Namun sepertinya takdir tengah membantunya, tepat saat Arion akan menyerah pada keinginannya. Luna yang melupakan sesuatu, berbalik dan tanpa sengaja menabrak Arion.
"Ah, maafkan saya!!" pekik Luna minta maaf, ia terlalu panik hingga tak melihat siapa yang telah ditabraknya.
Sembari memegang kepalanya yang terasa nyeri, karena berbenturan tadi. Ia kembali meminta maaf dengan khusyuk, "Sungguh saya minta maaf!"
"Apa kamu terluka?!" tanya Arion cemas. Ia spontan menyingkirkan tangan Luna yang memegang dahinya. Berniat memeriksa dahi Luna yang ternyata memerah.
Mendengar suara yang dikenalnya, Luna mendongak. Ia kaget karena melihat wajah Arion di depannya.
"Ah!! Maaf, saya tidak sengaja mas!" ujar Luna gugup. "Apa mas terluka?! Saya menabrak mas dengan kuat tadi!"
"Tidak apa..." sahut Arion, " Yang terluka kan kamu!
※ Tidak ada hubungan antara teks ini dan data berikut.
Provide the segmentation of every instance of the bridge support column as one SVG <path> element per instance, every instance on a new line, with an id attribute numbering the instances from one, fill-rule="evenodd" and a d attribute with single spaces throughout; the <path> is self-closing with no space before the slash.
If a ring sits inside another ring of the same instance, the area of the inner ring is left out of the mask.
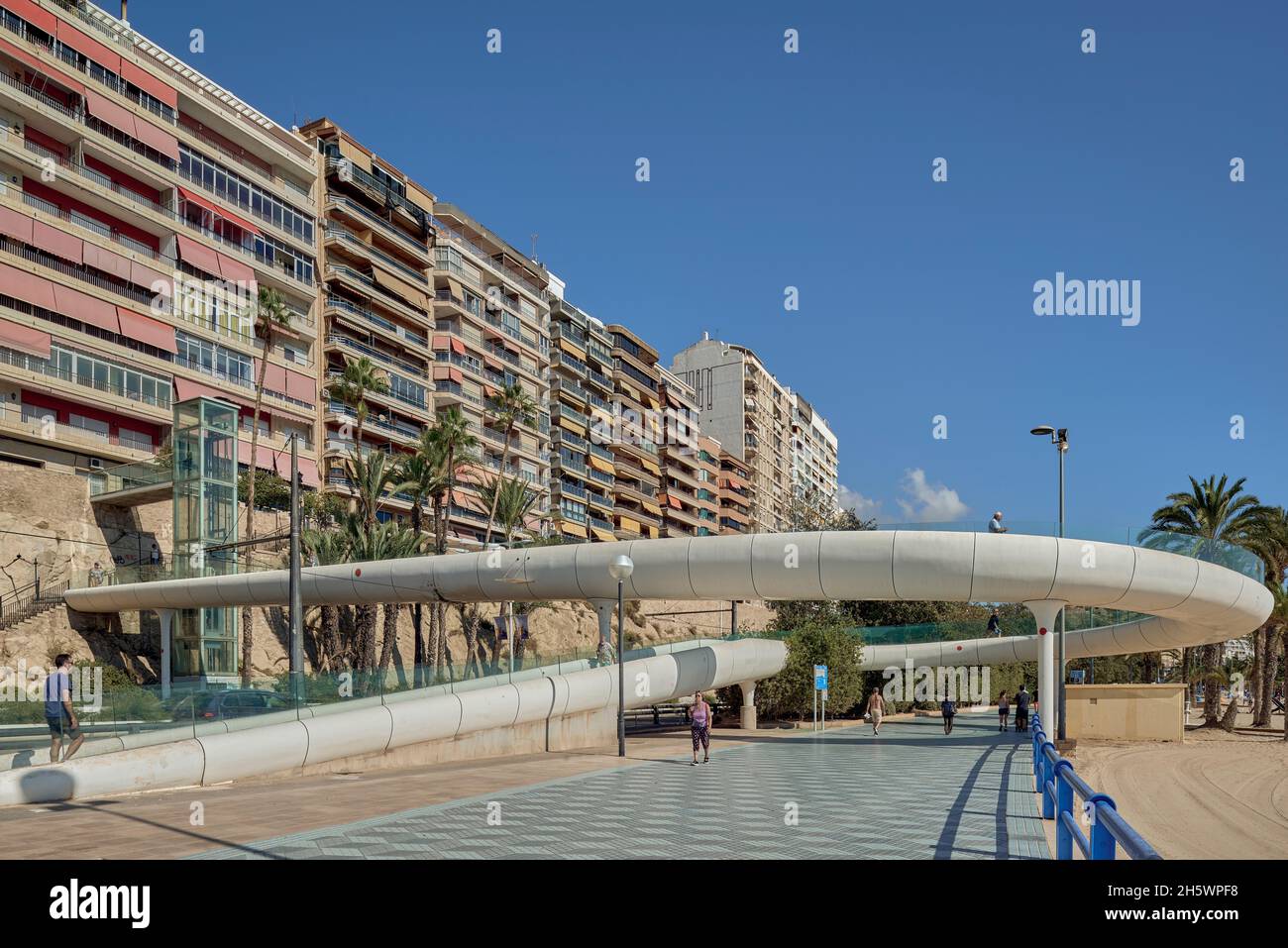
<path id="1" fill-rule="evenodd" d="M 174 609 L 157 609 L 161 620 L 161 697 L 170 697 L 170 663 L 174 641 Z"/>
<path id="2" fill-rule="evenodd" d="M 756 729 L 756 681 L 742 681 L 738 685 L 742 690 L 742 720 L 739 721 L 743 730 Z"/>
<path id="3" fill-rule="evenodd" d="M 1037 599 L 1024 603 L 1038 622 L 1038 701 L 1042 706 L 1042 726 L 1047 734 L 1056 732 L 1059 702 L 1056 701 L 1055 620 L 1064 608 L 1063 599 Z"/>

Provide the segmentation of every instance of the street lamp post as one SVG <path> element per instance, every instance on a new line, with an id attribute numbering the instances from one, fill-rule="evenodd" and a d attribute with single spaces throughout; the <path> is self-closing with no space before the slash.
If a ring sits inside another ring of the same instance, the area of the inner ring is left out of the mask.
<path id="1" fill-rule="evenodd" d="M 1032 429 L 1029 434 L 1037 435 L 1050 435 L 1051 443 L 1055 444 L 1056 452 L 1060 456 L 1060 537 L 1064 538 L 1064 455 L 1069 450 L 1069 429 L 1068 428 L 1052 428 L 1051 425 L 1038 425 Z M 1060 609 L 1060 626 L 1056 630 L 1056 668 L 1059 668 L 1059 675 L 1056 676 L 1056 738 L 1060 741 L 1065 739 L 1064 729 L 1064 609 Z"/>
<path id="2" fill-rule="evenodd" d="M 613 558 L 608 573 L 617 580 L 617 756 L 626 756 L 626 603 L 622 583 L 635 572 L 635 562 L 625 553 Z"/>

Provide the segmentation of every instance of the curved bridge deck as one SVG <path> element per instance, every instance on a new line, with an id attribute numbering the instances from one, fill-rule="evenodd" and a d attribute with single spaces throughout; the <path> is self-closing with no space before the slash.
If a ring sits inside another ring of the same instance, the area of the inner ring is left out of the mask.
<path id="1" fill-rule="evenodd" d="M 1046 859 L 1032 791 L 1024 735 L 963 714 L 951 737 L 938 717 L 757 732 L 696 768 L 632 763 L 194 858 Z"/>

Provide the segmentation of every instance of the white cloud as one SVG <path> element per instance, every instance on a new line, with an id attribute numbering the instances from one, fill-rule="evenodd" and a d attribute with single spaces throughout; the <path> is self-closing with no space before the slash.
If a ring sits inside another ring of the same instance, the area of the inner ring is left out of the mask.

Dahi kamu memerah!"
"Tidak mas, ini tidak apa-apa!" Luna menurunkan poni panjangnya untuk menutupi kemerahan di dahinya.
Arion tersenyum melihat tingkah lucu yang dilakukan oleh Luna.
Melihat Arion tersenyum, Luna kaget bukan kepalang.
'Ternyata pria ini bisa tersenyum padaku!' batin Luna. Selama ini ia pikir, Arion membencinya. Karena sering bersikap dingin padanya. Padahal dengan keluarga Bradley yang lain, ia terlihat ramah.
"Kamu ternyata bisa tersenyum, aku pikir kamu membenciku!" gumam Luna. Tanpa sadar ia mengungkapkan isi hatinya.
"Apa?!" Arion bertanya, samar-samar ia mendengar gumaman Luna.
"I-itu.. itu.. itu bukan apa-apa mas!" pekik Luna malu.
"Aku tidak pernah membencimu!" ungkap Arion kemudian.
"Apa?! Mas bilang apa?!" Luna kaget. Tak menyangka Arion akan merespon kata-katanya.
"Aku tak pernah membencimu, kenapa kau berpikir begitu?!"